Pertarungan sengit tak terelakkan terjadi di halaman istana dengan mereka berdua saling bertarung adu kekuatan; guntur Petala ditangkis oleh gundukan tanah Sanmata, serangan balik dilakukan dengan kendali air yang memecah fokus Petala, saat ia lengah Sanmata membanting Petala dengan sangat kuat hingga membentuk kawah lebar di tanah, Sanmata membentuk segel tanah yang tak mampu terpecahkan, “Ini adalah segelku, tak ada yang mampu menembusnya kecuali waktu.” ucap Sanmata mengunci segel yang telah ia buat. Sorak kagum penduduk negeri memenuhi istana akan kemampuan Sanmata yang luar biasa, Raja Jayarancana dan sesepuh negeri datang dan menyerahkan kekuasaan kepada Sanmata, “Semoga negeri ini damai di bawah kekuasaanmu,” lantik sesepuh sembari menyerahkan mahkota pada Sanmata.
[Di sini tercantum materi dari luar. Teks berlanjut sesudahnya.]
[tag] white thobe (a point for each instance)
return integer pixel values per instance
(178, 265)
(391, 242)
Kondisi negeri aman damai hingga keturunan Sanmata melanjutkan kekuasaan di sana, selama seratus tahun negeri aman damai tanpa ada gangguan.
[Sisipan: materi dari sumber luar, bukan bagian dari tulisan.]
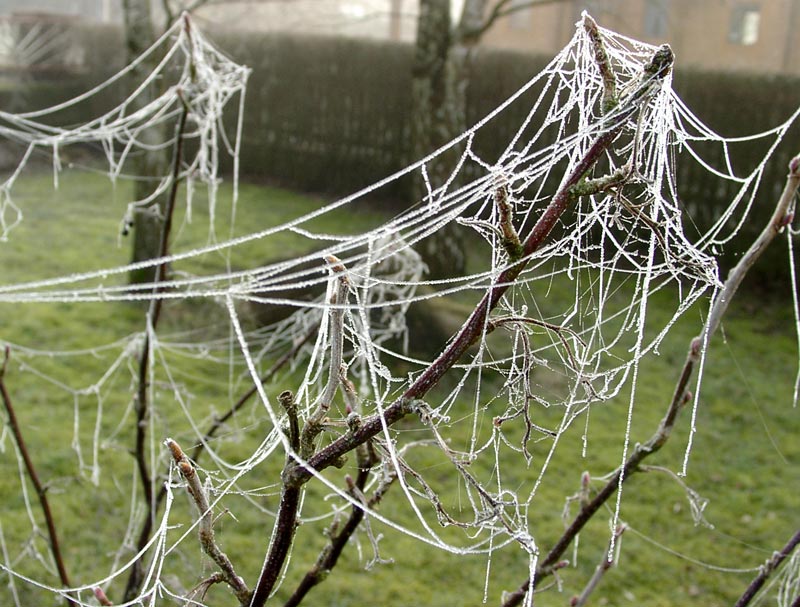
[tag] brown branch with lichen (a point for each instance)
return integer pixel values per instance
(208, 541)
(41, 490)
(783, 214)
Seratus tahun penantian telah pun usai, segel Petala telah rusak dan ia telah keluar dari kediaman seratus tahunnya. “Mana Sanmata?! Beta ingin tunjuk balas!” ucapnya setelah keluar dari segel. Ia bergerak pesat menuju istana dan mencari Sanmata, ia menemukan sanmata sedang terbaring lemas di kediamannya menikmati masa tuanya, kelengahan Sanmata membuat ia tewas di tangan Petala dalam sekejap mata, Petala pergi ke hadapan rakyat di taman kerajaan dan melakukan pembantaian yang teramat kejam. Satu persatu warga dihabisinya dengan kilat yang menyambar tanpa ampun, bahkan tumbuhan dan hewan turut menjadi targetnya sehingga tak menyisakan satupun makhluk yang masih bernyawa, kini hanya Petala yang tersisa.
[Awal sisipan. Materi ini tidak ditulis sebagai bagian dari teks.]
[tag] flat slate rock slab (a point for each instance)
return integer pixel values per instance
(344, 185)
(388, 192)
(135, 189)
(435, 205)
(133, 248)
Amarah menyisakan sesal, Petala melihat seluruh kerajaan telah hancur nan porak poranda karena kekuatannya, sesal yang amat dalam telah dirasakannya. “Aduhai bodohnya aku, seandainya aku tak gegabah dan tamak niscaya tak akan seburuk ini.” Sesal Petala, Ia hanya bisa terbaring kaku melihat semua yang telah terjadi di hadapannya. Ia pergi ke kediamannya yang lama dan melihat tanduk emas yang dulu ditemukannya kini tergeletak di meja tua bermandikan debu “Andai bukan karena silau yang kau beri niscaya tak akan beta terjerumus ke jurang penyesalan duniawi.” Petala semakin menyesal. Tetapi penyesalan kini tiada lagi gunanya, nasi telah menjadi bubur, semuanya telah berlalu dan tak ada yang bisa diubah, Petala hanya bisa terbaring lemas di rumah lama miliknya dan Sanmata sembari menanti ajal menjemputnya.